Phagocyte Mobilization: Neutrophils arrive, releasing cytokines that attract more immune cells.
Repair Process: Cytokines promote tissue repair, leading to clot erosion and scar formation.
Role of Fever
Definition: Fever is characterized by a body temperature exceeding 37.2°C (99°F) due to the action of pyrogens.
Mechanism: Pyrogens reset the hypothalamic thermostat, facilitating a higher temperature conducive to combating pathogens.
Sources of Pyrogens: Can originate from pathogens or be produced by the body (e.g., interleukin-1, interferons).
Benefits of Fever:
Inhibits pathogen reproduction.
Enhances the effectiveness of interferons.
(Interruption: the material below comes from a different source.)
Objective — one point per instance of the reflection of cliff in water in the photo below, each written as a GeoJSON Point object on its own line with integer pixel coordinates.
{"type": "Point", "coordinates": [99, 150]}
Increases metabolic rates, improving the speed of immune reactions and recovery.
Adaptive (Acquired) Immunity
Definition: A type of immunity that is not present at birth but is acquired through exposure to specific antigens or by receiving antibodies.
Types of Adaptive Immunity
Active Immunity:
Mechanism: The body actively produces antibodies in response to an antigen exposure or vaccination.
Examples:
Natural Exposure: Encountering antigens in the environment (e.g., through infections).
Artificial Exposure: Vaccinations (e.g., COVID vaccine).
Passive Immunity:
Mechanism: Antibodies are provided directly rather than being produced by the body.
Examples:
Naturally Acquired: Maternal antibodies transferred to a fetus via the placenta or through breast milk.
Artificially Acquired: Antibody infusions (e.g., rabies shots, Regeneron for COVID).
Immunity Types Breakdown
Innate Immunity:
Present at birth, non-specific, genetically determined. No previous exposure needed.
Components include physical barriers, phagocytes, complement proteins, interferons, fever, inflammation.
Adaptive Immunity:
Not present at birth, requires antigen exposure for antibody production.
Divided into active (antigen exposure or vaccination) and passive (direct antibody transfer).
Lymphocyte Production (Lymphopoiesis)
Definition: Production of lymphocytes in the bone marrow, thymus, and lymphoid tissues.
Classes of Lymphocytes:
T Cells: 80% of lymphocytes, includes various types:
Cytotoxic T Cells: Attack infected or foreign cells.
Helper T Cells: Stimulate B and T cell functions.
Regulatory T Cells: Moderate immune responses.
Memory T Cells: Respond more quickly to re-encountered antigens.
B Cells: 10-15% of lymphocytes, become plasma cells that produce antibodies.
Natural Killer Cells: 5-10% of lymphocytes, destroy infected cells by secreting perforins to disrupt target cell membranes.
Conclusion
Understanding the distinctions between innate and adaptive immunity is essential as students progress to more complex immunology topics. Mastering these concepts and mechanisms provides a solid foundation for further studies in the field.